High numbers don’t necessarily indicate an outbreak, though. Rensselaer County has experienced 26 cases so far this year, but with 11 occurring in just the past month, the Rensselaer County Health Department issued a statement Tuesday calling the surge an outbreak.
The state classifies a whooping cough outbreak as two or more cases that occur within 42 days of each other and in the same setting, said Natale.
“As in, the same school, workplace, social gathering, health care setting or other location in common with each other — not two people in the same county who are geographically separate from each other and have never met,” she said.
The high numbers in the rest of the Capital Region occurred in the latter fashion — as separate, isolated incidents. Saratoga County, for example, is reporting 37 isolated cases of whooping cough so far this year — another peak in the regional cycle.
“We had 85 cases back in 2004 or 2005,” said county Public Health Director Karen Levison. “But in 2009, we had only one. I think that the state and [federal Centers for Disease Control and Prevention] are still working on just what is causing the numbers, and are talking about waning vaccination rates or growing immunity. They don’t know if the protection is as good as it used to be.”
The CDC confirmed earlier this year that the nation is on track to exceed the 40,000 whooping cough cases reported in 1959, and the reason may stem from the effectiveness of the vaccine. Some experts say the newer, safer version of the vaccine that replaced the decades-long version given to children up until the 1990s may be to blame. Others attribute the surge to over-diagnosing and false positives that arise from over-testing.
Two of the three cases of whooping cough that recently cropped up in Schoharie County only occurred because the children hadn’t been vaccinated, said Schoharie County Public Health Director Asante Shipp-Hilts.
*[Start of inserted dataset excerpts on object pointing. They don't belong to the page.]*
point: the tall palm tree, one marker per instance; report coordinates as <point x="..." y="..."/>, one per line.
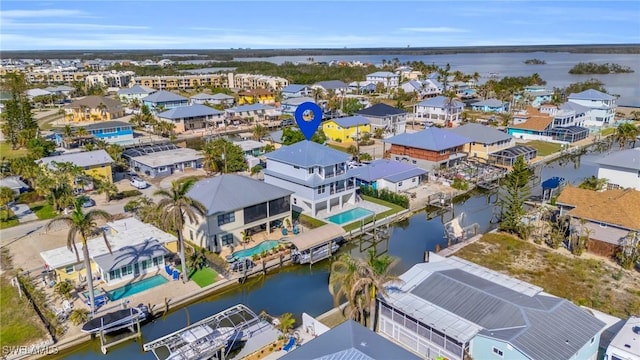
<point x="175" y="205"/>
<point x="83" y="225"/>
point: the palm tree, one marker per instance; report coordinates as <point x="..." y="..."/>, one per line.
<point x="175" y="205"/>
<point x="83" y="225"/>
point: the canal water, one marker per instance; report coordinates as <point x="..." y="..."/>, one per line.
<point x="298" y="289"/>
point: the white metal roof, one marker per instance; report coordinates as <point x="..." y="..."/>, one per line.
<point x="125" y="232"/>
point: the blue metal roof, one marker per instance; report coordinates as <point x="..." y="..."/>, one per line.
<point x="390" y="170"/>
<point x="381" y="109"/>
<point x="163" y="96"/>
<point x="433" y="139"/>
<point x="349" y="121"/>
<point x="306" y="154"/>
<point x="189" y="111"/>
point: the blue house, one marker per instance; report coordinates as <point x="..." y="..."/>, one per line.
<point x="455" y="309"/>
<point x="490" y="105"/>
<point x="164" y="100"/>
<point x="296" y="90"/>
<point x="386" y="174"/>
<point x="290" y="105"/>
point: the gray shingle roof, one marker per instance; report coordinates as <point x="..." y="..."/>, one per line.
<point x="391" y="170"/>
<point x="433" y="139"/>
<point x="82" y="159"/>
<point x="182" y="112"/>
<point x="380" y="110"/>
<point x="231" y="192"/>
<point x="481" y="134"/>
<point x="541" y="326"/>
<point x="131" y="254"/>
<point x="626" y="159"/>
<point x="350" y="341"/>
<point x="349" y="121"/>
<point x="163" y="96"/>
<point x="591" y="94"/>
<point x="307" y="154"/>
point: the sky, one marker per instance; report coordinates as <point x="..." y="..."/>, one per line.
<point x="187" y="24"/>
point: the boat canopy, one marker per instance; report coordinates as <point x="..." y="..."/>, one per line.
<point x="318" y="236"/>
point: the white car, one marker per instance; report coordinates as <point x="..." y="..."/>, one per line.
<point x="138" y="183"/>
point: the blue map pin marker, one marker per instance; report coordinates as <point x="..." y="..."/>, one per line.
<point x="308" y="117"/>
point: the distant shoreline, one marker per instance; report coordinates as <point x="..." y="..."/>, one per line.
<point x="226" y="54"/>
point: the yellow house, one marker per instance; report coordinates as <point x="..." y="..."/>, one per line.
<point x="93" y="108"/>
<point x="136" y="249"/>
<point x="95" y="163"/>
<point x="256" y="96"/>
<point x="484" y="140"/>
<point x="346" y="128"/>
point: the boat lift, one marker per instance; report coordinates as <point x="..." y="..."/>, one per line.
<point x="212" y="337"/>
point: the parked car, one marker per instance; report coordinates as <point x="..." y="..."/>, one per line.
<point x="138" y="183"/>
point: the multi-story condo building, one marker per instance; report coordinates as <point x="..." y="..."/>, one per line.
<point x="315" y="173"/>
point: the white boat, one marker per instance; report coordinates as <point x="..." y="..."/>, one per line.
<point x="116" y="320"/>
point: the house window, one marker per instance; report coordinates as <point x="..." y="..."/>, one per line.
<point x="226" y="218"/>
<point x="498" y="352"/>
<point x="226" y="239"/>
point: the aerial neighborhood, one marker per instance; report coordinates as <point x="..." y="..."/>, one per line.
<point x="158" y="182"/>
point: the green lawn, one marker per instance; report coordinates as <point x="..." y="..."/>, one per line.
<point x="43" y="210"/>
<point x="11" y="219"/>
<point x="393" y="209"/>
<point x="589" y="282"/>
<point x="7" y="152"/>
<point x="19" y="323"/>
<point x="544" y="148"/>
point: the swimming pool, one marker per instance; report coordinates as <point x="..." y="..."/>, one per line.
<point x="133" y="288"/>
<point x="350" y="216"/>
<point x="258" y="249"/>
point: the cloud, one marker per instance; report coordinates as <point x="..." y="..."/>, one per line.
<point x="441" y="29"/>
<point x="45" y="13"/>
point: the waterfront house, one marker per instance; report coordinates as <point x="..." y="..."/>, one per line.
<point x="386" y="78"/>
<point x="95" y="163"/>
<point x="135" y="92"/>
<point x="315" y="173"/>
<point x="235" y="205"/>
<point x="603" y="106"/>
<point x="290" y="105"/>
<point x="192" y="117"/>
<point x="454" y="309"/>
<point x="441" y="110"/>
<point x="428" y="149"/>
<point x="336" y="85"/>
<point x="384" y="174"/>
<point x="350" y="340"/>
<point x="162" y="160"/>
<point x="256" y="96"/>
<point x="215" y="99"/>
<point x="163" y="100"/>
<point x="490" y="105"/>
<point x="296" y="90"/>
<point x="608" y="216"/>
<point x="136" y="249"/>
<point x="621" y="169"/>
<point x="252" y="112"/>
<point x="382" y="116"/>
<point x="484" y="139"/>
<point x="93" y="108"/>
<point x="626" y="343"/>
<point x="346" y="128"/>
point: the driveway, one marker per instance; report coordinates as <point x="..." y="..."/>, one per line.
<point x="23" y="213"/>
The rural county has a small population, so the seven cases it’s seen so far this year are slightly alarming, she said.
“Seven is certainly higher than what we usually have, which is zero to one,” she added. “There’s no obvious reason as to why it’s higher this year versus others.”
The risk of contracting any disease is measured by its incidence rate, or the number of new cases that occur in relation to the population.
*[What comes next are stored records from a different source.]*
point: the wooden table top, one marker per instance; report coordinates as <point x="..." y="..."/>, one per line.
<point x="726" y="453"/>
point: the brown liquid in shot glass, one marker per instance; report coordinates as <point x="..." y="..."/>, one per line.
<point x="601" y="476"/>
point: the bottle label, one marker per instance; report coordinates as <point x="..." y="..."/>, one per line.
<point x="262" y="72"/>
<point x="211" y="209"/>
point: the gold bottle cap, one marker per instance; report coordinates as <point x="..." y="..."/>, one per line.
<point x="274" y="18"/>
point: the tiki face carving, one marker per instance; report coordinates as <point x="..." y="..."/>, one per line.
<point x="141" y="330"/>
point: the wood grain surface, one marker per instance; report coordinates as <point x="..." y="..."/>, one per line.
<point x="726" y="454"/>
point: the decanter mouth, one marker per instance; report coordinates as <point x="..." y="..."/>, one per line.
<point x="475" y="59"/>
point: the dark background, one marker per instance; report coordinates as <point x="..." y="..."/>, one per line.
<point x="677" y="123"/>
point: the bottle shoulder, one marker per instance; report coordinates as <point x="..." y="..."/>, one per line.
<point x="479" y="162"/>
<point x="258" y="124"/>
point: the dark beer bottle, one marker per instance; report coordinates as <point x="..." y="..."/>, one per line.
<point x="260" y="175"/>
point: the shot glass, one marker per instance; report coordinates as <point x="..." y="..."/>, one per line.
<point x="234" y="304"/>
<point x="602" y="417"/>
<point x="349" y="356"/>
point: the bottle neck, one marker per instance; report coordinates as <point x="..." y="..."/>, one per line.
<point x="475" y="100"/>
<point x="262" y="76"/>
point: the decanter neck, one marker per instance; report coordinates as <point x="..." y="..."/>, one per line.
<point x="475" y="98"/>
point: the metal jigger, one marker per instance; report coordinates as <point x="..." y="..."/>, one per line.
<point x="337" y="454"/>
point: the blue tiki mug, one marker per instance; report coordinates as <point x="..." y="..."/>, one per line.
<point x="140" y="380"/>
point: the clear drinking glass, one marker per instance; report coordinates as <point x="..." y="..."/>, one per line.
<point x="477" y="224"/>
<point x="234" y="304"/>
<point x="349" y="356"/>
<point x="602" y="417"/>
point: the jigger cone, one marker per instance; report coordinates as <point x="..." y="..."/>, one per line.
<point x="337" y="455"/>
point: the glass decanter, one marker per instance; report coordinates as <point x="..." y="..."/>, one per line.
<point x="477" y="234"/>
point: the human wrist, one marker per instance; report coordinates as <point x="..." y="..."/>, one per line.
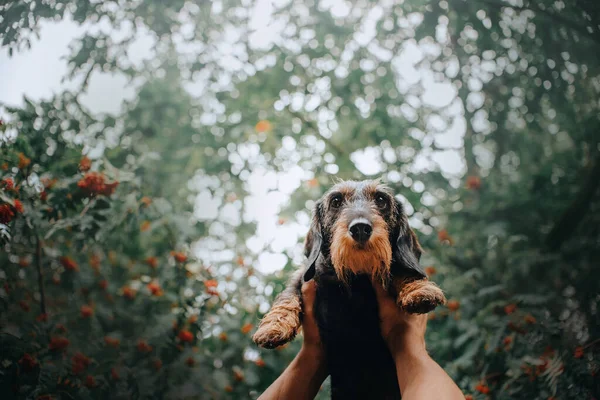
<point x="402" y="343"/>
<point x="313" y="351"/>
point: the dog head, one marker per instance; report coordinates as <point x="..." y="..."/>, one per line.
<point x="362" y="229"/>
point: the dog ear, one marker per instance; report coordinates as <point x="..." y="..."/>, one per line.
<point x="313" y="242"/>
<point x="408" y="250"/>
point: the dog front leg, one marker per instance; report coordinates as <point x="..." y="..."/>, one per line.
<point x="418" y="296"/>
<point x="281" y="324"/>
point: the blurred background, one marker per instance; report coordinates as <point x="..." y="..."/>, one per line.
<point x="159" y="160"/>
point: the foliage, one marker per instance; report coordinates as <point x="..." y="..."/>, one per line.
<point x="114" y="286"/>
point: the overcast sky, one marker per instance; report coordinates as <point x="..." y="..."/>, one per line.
<point x="38" y="74"/>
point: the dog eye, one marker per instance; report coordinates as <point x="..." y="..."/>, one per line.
<point x="336" y="202"/>
<point x="381" y="201"/>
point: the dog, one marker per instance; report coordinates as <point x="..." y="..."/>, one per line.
<point x="359" y="235"/>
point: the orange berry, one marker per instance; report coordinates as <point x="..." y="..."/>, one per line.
<point x="186" y="336"/>
<point x="8" y="183"/>
<point x="453" y="305"/>
<point x="312" y="183"/>
<point x="28" y="363"/>
<point x="18" y="206"/>
<point x="143" y="347"/>
<point x="211" y="283"/>
<point x="482" y="388"/>
<point x="530" y="319"/>
<point x="86" y="311"/>
<point x="155" y="289"/>
<point x="85" y="164"/>
<point x="238" y="376"/>
<point x="58" y="343"/>
<point x="129" y="293"/>
<point x="23" y="161"/>
<point x="24" y="305"/>
<point x="509" y="309"/>
<point x="473" y="183"/>
<point x="90" y="382"/>
<point x="260" y="363"/>
<point x="146" y="201"/>
<point x="112" y="342"/>
<point x="247" y="328"/>
<point x="179" y="256"/>
<point x="69" y="264"/>
<point x="79" y="363"/>
<point x="263" y="126"/>
<point x="145" y="226"/>
<point x="152" y="262"/>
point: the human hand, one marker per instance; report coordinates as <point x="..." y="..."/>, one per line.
<point x="400" y="330"/>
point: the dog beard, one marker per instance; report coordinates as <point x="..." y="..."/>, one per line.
<point x="373" y="258"/>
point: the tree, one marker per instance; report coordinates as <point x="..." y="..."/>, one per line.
<point x="507" y="90"/>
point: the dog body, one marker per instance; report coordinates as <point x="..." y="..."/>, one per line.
<point x="359" y="235"/>
<point x="359" y="361"/>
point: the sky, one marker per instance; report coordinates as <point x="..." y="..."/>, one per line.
<point x="39" y="73"/>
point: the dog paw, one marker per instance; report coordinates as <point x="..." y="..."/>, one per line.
<point x="278" y="327"/>
<point x="420" y="297"/>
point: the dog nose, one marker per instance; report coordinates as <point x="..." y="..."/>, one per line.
<point x="360" y="230"/>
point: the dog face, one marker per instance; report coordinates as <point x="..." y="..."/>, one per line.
<point x="362" y="228"/>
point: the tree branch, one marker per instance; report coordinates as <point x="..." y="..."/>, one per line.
<point x="581" y="29"/>
<point x="38" y="263"/>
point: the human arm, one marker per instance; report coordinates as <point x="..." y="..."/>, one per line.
<point x="419" y="376"/>
<point x="302" y="379"/>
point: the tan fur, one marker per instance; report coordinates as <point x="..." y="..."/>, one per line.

Capital Region incidence rates vary from 6.1 in Montgomery County — where three cases have been confirmed so far — to 18.6 in Schoharie County, based on cases reported to the state Department of Health as of Aug. 31.
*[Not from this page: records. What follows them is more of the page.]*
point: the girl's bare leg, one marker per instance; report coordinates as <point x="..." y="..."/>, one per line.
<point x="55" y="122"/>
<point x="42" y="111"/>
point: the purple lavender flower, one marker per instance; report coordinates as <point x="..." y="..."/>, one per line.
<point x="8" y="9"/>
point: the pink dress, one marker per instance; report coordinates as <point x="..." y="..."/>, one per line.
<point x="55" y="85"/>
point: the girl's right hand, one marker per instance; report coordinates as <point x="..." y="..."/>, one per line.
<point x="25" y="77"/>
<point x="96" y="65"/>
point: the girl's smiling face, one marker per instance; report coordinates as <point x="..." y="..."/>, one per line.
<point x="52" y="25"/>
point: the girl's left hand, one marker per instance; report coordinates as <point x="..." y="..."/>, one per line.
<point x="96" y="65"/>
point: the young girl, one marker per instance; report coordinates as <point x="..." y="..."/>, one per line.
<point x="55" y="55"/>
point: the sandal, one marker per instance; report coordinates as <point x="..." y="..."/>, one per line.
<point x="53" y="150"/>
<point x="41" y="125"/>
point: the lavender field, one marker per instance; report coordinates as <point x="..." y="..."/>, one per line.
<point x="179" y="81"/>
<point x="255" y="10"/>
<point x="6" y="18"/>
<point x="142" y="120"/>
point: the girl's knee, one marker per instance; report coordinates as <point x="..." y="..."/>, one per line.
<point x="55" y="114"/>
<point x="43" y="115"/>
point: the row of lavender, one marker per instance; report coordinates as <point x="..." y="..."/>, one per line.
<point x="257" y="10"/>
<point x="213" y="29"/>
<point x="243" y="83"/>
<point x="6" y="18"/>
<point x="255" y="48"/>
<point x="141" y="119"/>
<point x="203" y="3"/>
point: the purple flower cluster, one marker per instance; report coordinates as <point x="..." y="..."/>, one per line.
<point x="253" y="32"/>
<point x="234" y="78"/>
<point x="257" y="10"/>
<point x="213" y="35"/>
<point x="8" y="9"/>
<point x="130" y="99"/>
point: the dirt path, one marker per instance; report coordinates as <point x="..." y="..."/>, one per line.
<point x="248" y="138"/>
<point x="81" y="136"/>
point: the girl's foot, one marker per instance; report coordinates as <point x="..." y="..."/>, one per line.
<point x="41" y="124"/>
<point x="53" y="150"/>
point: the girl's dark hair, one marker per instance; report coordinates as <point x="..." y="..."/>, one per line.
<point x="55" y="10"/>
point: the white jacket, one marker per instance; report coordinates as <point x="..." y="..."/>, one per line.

Fulton County is another rural area with a high incidence rate, with 10 cases confirmed through Aug. 31. Public Health Director Denise Frederick did not return calls for comment Wednesday.
Parents in Schenectady County were on alert in May, when two cases were confirmed at Niskayuna High School and three more at area elementary schools. So far, the county has experienced 21 reported cases of whooping cough.
“The numbers are rising, but so are the numbers throughout the entire state,” said county spokesman Joe McQueen. “We need to get the message out to make sure people are aware of the disease, are looking for it and are getting vaccinated.”
Whooping cough is diagnosed when a person has a cough lasting at least two weeks that occurs in fits and whoops, and sometimes causes vomiting. Signs to watch for include cold-like symptoms, such as a runny nose, congestion, fever and mild cough. Children and infants are especially susceptible.